In keeping with tradition, the winner of the Pinter Prize 2017, the Irish poet and academic Michael Longley, chose the recipient of the prestigious accolade.
Mahvash Sabet was released last month after spending nearly a decade in Evin maximum security prison, northwest of Tehran, after being sentenced to twenty years for belonging to the Baha’i religion, as always considered by the Iranian regime an “enemy of Islam”.
Sabet started to write in jail, where she lived in terrible conditions, subjected to violence and torture.
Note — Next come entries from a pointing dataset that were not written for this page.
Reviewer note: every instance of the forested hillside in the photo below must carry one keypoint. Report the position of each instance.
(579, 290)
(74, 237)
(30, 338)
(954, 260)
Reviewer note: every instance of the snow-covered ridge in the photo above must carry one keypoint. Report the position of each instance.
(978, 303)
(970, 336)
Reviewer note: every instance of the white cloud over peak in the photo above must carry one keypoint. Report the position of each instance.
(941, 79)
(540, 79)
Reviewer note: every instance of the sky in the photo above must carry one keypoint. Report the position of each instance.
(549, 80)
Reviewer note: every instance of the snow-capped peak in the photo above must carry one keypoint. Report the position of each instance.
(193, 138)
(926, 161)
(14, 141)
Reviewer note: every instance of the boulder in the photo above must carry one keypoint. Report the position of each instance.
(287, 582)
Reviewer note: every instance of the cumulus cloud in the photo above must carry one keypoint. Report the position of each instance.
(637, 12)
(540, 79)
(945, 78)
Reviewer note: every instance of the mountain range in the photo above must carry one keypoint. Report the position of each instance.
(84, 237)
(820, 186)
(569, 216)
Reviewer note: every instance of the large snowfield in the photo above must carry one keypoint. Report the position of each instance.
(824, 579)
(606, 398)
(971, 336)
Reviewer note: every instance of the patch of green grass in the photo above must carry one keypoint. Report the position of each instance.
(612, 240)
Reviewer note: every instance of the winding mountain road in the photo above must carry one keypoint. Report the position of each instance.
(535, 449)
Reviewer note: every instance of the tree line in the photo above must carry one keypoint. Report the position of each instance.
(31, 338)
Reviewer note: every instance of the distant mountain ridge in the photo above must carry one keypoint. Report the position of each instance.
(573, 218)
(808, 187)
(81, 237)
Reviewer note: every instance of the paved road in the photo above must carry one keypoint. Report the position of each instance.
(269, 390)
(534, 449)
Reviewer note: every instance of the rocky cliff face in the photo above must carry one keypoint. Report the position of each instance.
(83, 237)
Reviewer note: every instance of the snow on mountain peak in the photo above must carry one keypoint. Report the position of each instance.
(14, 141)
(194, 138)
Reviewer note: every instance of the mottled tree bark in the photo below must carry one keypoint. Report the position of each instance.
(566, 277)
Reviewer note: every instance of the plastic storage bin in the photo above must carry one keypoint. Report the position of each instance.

Thanks to some intermediaries, she managed to get her writings out of cell no. 209. In 2013, her first collection, Prison Poem, was translated and published in Britain. It tells of the intense inner experience of a woman deprived of her freedom.
Michael Longley declared, “I am humbled to share the PEN Pinter Prize with Mahvash Sabet… a songbird trapped in a cage. Mahvash is at heart a lyrical poet who sings the beauty of the world. Her imagination is rhapsodic. Her poems want to soar. I rejoice that she has been released from prison. Her incarceration by the Iranian authorities was a sin against the light. The power of dictators to silence and imprison writers continues to ‘put all heaven in a rage’”.